007: First Light vendió 2,7 millones de copias en su primera semana y alcanzó un 88 en Metacritic. La historia de origen de Bond de IO Interactive se lanzó el 27 de mayo de 2026, y las críticas en gran medida estuvieron de acuerdo: este es el mejor juego de James Bond en décadas, posiblemente desde GoldenEye 007 en 1997. Los titulares tenían razón. También estaban, en la mayoría de los casos, incompletos.
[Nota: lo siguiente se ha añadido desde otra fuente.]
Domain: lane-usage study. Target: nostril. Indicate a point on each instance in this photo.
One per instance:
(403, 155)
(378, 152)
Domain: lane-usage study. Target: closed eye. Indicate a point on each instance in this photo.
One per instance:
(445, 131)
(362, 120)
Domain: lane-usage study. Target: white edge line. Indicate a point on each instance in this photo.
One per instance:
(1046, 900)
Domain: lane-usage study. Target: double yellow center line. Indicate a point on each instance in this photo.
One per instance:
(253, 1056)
Enterrada en muchas reseñas, mencionada como un "detalle notable" o un "toque ingenioso", se encuentra la mecánica que realmente explica la puntuación. No es el diseño de niveles, ni la actuación de voz, ni la nueva iluminación volumétrica del motor Glacier. Es el sistema de Licencia para Matar.
Qué es lo que realmente hace la mecánica
Bond no puede usar fuerza letal contra enemigos desarmados. El juego no hace esto opcional. Su licencia para matar se activa solo cuando alguien frente a él ha demostrado clara intención de matar, apuntándole con un arma o buscando activamente un enfrentamiento letal. Un guardia parado en un pasillo no califica. El personal del hotel cerca de un objetivo no califica. Un operativo armado levantando un arma, eso sí que califica.
El director de IO Interactive explicó la intención del personaje con claridad: "Matará cuando sea necesario, pero no es alguien que disfrute matando". Luego, el estudio convirtió eso en una restricción mecánica en lugar de una preferencia narrativa.
Esta es una distinción significativa. La mayoría de los juegos de acción colocan una capa moral sobre la jugabilidad: puedes elegir ser sigiloso y no letal, o puedes disparar a todo. Las mecánicas apoyan ambos enfoques y la historia podría comentar tu elección. 007: First Light convierte el marco moral en la mecánica misma.